I still don’t get it. Let’s say I have multiple versions I’m maintaining (I need to maintain them all, all in production):
- v1.0
- v1.1
- v1.2
- v1.3
- v1.4
Now I commit a bugfix to v1.0 (and I need this bug fix in all next versions).
Now in both git and svn I have to perform the following logical operations
- x=1
- merge into next branch v1.(x)
- check everything is ok (tests, build) for v1.(x)
- x++ goto (2) until at last branch
What is the major benefit of using git for that (or gerrit)? The logical operations of merge into next branch, commit, test are the same! So what is different? (If it’s just minor merge algorithm improvements, it does not matter to me too much. I have a rather nice automatic merge resolve conflicts in Subversion. Also I don’t mind checking out branch v1.1 to do the merge in subversion because I have some utility that does that for me so I invest no time in it).

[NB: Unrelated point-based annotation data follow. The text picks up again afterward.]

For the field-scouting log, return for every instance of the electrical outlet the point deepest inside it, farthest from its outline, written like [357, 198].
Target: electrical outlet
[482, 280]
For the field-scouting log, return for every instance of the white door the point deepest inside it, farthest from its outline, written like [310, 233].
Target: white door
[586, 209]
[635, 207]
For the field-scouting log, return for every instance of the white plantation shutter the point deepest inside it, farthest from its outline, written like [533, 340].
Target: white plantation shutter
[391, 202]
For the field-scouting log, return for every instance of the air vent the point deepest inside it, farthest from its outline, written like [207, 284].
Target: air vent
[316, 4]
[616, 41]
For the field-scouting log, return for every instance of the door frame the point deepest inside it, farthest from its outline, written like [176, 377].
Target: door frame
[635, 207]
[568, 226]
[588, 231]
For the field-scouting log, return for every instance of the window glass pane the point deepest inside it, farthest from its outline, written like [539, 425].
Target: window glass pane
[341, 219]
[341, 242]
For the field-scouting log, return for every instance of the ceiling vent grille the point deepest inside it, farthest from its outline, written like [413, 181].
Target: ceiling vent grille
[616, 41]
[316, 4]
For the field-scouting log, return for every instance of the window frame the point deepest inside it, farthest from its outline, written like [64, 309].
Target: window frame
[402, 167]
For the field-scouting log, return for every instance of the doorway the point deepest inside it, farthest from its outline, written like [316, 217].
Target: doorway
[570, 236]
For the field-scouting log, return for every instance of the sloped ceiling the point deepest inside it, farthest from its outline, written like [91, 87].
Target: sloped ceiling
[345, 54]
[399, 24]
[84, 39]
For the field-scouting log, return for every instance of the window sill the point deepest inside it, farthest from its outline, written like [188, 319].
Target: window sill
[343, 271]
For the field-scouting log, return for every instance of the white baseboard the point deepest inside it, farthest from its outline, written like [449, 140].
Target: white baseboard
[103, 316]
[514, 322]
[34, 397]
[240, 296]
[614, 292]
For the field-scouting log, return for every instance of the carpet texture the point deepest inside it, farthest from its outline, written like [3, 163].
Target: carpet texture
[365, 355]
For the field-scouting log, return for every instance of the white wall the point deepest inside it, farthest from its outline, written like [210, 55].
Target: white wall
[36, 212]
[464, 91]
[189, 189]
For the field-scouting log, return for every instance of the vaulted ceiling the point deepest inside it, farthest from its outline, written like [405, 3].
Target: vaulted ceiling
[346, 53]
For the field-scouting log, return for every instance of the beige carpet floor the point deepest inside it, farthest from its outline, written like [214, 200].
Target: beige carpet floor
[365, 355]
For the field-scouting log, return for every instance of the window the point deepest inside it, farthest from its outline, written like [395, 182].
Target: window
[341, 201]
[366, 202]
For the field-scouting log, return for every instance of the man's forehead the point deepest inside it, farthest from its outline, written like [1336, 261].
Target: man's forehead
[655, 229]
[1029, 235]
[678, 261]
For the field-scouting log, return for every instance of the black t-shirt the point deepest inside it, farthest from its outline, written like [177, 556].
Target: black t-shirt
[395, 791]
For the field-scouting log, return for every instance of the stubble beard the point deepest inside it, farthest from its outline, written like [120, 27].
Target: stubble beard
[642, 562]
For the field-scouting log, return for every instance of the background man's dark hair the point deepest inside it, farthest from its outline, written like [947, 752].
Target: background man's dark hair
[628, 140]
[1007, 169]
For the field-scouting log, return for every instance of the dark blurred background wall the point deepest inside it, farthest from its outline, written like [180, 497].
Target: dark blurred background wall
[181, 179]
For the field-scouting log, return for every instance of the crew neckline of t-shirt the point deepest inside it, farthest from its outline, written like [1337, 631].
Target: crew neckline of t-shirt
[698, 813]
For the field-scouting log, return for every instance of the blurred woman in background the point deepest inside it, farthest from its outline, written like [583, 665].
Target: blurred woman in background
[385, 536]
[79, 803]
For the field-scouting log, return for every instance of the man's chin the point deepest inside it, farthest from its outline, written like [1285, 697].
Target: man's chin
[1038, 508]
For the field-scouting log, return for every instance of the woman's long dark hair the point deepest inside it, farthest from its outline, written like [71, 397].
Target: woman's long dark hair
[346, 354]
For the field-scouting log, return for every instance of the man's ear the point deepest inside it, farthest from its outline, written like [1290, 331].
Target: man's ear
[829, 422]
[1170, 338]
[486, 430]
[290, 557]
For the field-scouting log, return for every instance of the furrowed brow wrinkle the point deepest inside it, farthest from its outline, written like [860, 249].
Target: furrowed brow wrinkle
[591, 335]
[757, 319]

Because git doesn’t store deltas like other version control systems do, it stores the full content of each file in each commit (in a very compressed and efficient way, but to keep the things simple, just keep in mind that It doesn’t store deltas, sorry to repeat but this is why most professionals new to git get so confused).
And when it has to merge, makes a three way merge between last state/snapshot of each branch and a common base ancestor instead of trying to apply the deltas/diffs (with changed contexts) of the last 100 commits of one branch into another.
Way simpler approach, and it’s way more effective, it doesn’t leave the user with 100 conflicts.